Initially discovered as a dominant antigen on colon carcinomas, the epithelial cell adhesion molecule (EpCAM) was considered a mere cell adhesion molecule and reliable surface-binding site for therapeutic antibodies. Recent findings can better explain the relevance of EpCAM's high-level expression on human cancers and cancer propagating cells, and its negative prognostic potential for survival of patients with certain cancers. EpCAM has oncogenic potential and is activated by release of its intracellular domain, which can signal into the cell nucleus by engagement of elements of the wnt pathway. [Cancer Res 2009;69(14):5627–9]
Structure of EpCAM
Epithelial cell adhesion molecule (EpCAM) was described 30 years ago as a dominant antigen in human colon carcinoma tissue ( 1). EpCAM is a glycosylated, 30- to 40-kDa type I membrane protein, which is expressed in a variety of human epithelial tissues, cancers, and progenitor and stem cells. EpCAM is comprised of an extracellular domain with epidermal growth factor (EGF)- and thyroglobulin repeat-like domains, a single transmembrane domain, and a short 26-amino acid intracellular domain called EpICD ( Fig. 1 ). EpCAM in normal cells is predominantly located in intercellular spaces where epithelial cells form very tight junctions. It has, therefore, been speculated that EpCAM on normal epithelia is sequestered and, therefore, much less accessible to antibodies than EpCAM in cancer tissue, where it is homogeneously distributed on the cancer cell surface.
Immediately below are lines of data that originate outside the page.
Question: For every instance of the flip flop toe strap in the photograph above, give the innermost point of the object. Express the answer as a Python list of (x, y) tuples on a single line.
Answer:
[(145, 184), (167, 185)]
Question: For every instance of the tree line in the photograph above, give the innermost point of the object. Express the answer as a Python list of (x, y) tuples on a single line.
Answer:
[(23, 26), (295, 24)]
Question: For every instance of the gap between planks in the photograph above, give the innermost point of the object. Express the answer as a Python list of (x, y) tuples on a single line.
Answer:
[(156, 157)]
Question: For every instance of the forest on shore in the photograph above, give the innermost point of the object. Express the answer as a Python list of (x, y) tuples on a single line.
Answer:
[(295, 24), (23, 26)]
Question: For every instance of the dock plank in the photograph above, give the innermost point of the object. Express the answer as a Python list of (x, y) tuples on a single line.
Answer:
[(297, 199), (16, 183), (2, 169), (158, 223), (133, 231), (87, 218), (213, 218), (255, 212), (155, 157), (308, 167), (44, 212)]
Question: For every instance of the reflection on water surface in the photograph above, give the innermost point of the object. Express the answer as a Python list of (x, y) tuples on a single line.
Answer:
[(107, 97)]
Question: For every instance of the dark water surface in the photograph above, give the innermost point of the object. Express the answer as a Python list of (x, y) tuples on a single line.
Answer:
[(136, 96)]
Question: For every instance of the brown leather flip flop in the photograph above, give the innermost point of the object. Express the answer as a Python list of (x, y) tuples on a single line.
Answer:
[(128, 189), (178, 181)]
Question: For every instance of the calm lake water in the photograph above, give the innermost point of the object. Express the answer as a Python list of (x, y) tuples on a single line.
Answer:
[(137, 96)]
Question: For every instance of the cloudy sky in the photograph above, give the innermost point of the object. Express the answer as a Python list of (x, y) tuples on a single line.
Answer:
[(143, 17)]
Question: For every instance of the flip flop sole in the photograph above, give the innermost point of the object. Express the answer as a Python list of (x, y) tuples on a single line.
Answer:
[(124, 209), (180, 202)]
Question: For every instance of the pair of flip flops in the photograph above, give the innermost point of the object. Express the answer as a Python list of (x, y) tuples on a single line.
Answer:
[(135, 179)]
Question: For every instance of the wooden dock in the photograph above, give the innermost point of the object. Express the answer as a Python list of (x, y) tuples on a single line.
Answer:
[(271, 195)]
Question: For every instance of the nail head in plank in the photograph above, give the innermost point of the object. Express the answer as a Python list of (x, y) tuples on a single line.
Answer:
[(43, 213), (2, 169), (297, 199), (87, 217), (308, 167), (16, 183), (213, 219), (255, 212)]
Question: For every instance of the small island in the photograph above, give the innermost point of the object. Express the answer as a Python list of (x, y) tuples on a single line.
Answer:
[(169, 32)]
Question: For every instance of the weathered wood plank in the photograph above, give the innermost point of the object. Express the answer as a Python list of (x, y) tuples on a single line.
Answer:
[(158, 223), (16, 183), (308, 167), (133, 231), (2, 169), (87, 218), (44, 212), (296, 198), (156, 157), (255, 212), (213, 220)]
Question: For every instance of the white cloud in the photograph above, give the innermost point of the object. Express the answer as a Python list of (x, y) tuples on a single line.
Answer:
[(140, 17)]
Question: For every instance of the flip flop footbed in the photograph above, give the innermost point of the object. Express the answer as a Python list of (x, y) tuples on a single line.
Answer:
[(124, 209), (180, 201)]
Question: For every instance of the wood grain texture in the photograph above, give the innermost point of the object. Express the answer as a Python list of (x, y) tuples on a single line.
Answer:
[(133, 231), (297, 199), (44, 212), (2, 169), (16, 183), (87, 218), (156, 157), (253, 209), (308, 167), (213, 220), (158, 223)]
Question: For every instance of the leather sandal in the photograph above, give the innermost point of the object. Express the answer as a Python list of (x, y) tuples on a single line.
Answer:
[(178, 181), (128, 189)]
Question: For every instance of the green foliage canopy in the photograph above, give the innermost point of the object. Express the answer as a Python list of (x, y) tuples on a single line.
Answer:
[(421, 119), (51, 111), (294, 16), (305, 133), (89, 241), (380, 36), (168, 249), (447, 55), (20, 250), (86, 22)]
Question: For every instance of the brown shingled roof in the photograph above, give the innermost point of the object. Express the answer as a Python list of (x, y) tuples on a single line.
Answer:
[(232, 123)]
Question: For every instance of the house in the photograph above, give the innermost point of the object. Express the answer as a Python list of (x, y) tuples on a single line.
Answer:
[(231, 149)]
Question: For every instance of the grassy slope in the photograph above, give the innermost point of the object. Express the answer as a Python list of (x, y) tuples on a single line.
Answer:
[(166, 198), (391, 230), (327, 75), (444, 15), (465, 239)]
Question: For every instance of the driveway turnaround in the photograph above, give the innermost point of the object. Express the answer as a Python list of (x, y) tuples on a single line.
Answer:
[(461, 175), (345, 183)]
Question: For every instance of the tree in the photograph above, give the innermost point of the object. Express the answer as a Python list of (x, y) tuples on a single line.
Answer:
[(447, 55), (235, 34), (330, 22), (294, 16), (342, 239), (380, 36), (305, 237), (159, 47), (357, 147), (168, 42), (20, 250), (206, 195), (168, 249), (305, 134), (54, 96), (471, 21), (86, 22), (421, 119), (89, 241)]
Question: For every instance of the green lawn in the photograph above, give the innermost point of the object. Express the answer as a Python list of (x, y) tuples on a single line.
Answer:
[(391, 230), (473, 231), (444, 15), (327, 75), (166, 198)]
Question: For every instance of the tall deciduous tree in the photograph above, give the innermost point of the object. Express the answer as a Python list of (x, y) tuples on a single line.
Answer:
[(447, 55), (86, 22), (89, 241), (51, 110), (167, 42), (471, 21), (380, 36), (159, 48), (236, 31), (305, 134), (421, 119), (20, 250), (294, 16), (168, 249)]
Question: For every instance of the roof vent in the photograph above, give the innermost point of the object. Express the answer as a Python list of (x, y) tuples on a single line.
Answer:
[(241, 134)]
EpCAM as Oncogenic Signal Transducer
Systematic analysis of EpCAM expression for intensity and frequency showed that EpCAM is expressed on essentially all human adenocarcinoma, on certain squamous cell carcinoma, on retinoblastoma, and on hepatocellular carcinoma ( 2, 3). Importantly, EpCAM is part of the signature of cancer-propagating cells in numerous solid tumors and of normal progenitor and stem cells ( 4, 5). It was, however, not until 2004, before a causal role for EpCAM in proliferation, migration, and mitogenic signal transduction was unraveled ( 6, 7). De novo expression of EpCAM in human or rodent cells enhanced anchorage- and serum growth factor-independent proliferation and the expression of various target genes, including c-myc and cyclins. In breast cancer cell lines, EpCAM silencing by RNA interference led to a reduction in proliferation, migratory, and invasive capacity ( 6). Transcription of the epcam gene in these cells was inhibited upon binding of wild-type p53 to a consensus site located within intron 4 ( 8).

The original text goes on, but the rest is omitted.